Authors

  1. Perry, Susan MSN, RNC

Abstract

A miscarriage. And a keepsake.

 

Article Content

Twenty years ago, a couple came to our town to celebrate the 12-week milestone of their pregnancy. After two previous miscarriages, they dared to be hopeful, even excited. But during their third day of fishing, swimming, and sunbathing, the woman detected a subtle, pinkish vaginal discharge-the signal of the beginning of the end twice before. Within hours, the bleeding and cramping increased.

  
Figure. Illustration... - Click to enlarge in new windowFigure. Illustration by Fred Sebastian

When they arrived at the ED of our small hospital, she was bleeding profusely; clearly, a miscarriage had begun. Her hemoglobin level had dropped 2 g/dL. A pelvic exam showed that the fetus was still in the cervical os, and a dilation and curettage was ordered. After surgery, the woman was transported to the same day surgery department for a brief recovery period. The staff there called the birthing center, asking whether we could help this patient with her grief. I'd worked with many miscarrying women and agreed to help out.

 

When I entered the room I found the woman resting on her side, facing the wall, holding her husband's hand. He sat slumped beside her, his eyes red rimmed. I touched her shoulder and introduced myself as an obstetrics nurse. She lay still, unresponsive. I told them that my work with parents who'd experienced a baby's death had taught me much about the anger and heartache that can come with a miscarriage. I asked them if they'd like to speak about it.

 

She turned to me. Could she put into words what she was feeling? I asked. She talked about the previous miscarriages. Now her body had "let her down" once again. She said, "I feel like I wasn't really pregnant. There wasn't really a baby there. This is just a bad joke." Her husband said nothing. I told her that the "what ifs" and "if onlys" might be unresolved for a while. We spoke about grieving and the supportive people they had in their lives. As I left, I told her I would return before she was discharged.

 

I then went to the laboratory and asked the pathology technician if I could see the remnants of the dilation and curettage. I explained that I was hoping to make footprints of the fetus.
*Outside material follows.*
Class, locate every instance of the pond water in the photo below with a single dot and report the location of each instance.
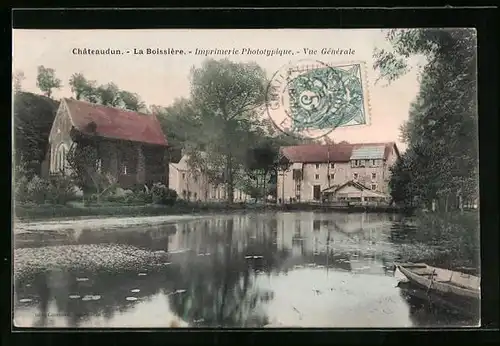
(279, 270)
Such a request was new to her, but she helped me pick through and inspect-using a gloved hand and a small tissue forceps-the blood clots, pieces of tissue, and fetal parts. My hands quivered as I worked. This was even harder than I had anticipated.

 

When I finally saw the two tiny feet, barely a third of an inch long, I picked them up, gingerly, one by one, and wiped them dry. I wanted to make sure that the ink from the ink pad would adhere to the soles and leave a clear imprint on the plain white index card.

 

As I reentered their room, I felt uneasy. I wasn't sure how this discovery would be accepted; I knew only that I wouldn't discuss the surgical "products of conception." I explained that I'd wanted to retrieve a memory for them and presented the index card to the woman, who was propped up in bed.

 

She took the card in both hands, gazing at the tiny footprints, and drew them to her chest. She sobbed quietly. "There really was a baby in there," she said. "I really am a mother. This is my baby." Her husband began to cry.

 

As I was about to leave, I asked their permission to make a copy of the footprints to include in presentations. I told them that everyone at my lectures would hear about their tiny baby. They agreed. I made a photocopy, gave them the original, and never saw them again.

 

James Baldwin wrote, "Not everything that is faced can be changed, but nothing can be changed until it is faced." Since then I've presented many lectures on pregnancy loss, each introduced with an overhead image of the two little feet. After the lectures, audience members often display a surprising range of unresolved grief. I've been an obstetrics nurse for 32 years, but this couple stays with me. I took a chance with them, and I know it could have ended differently. Even so, I would do it again.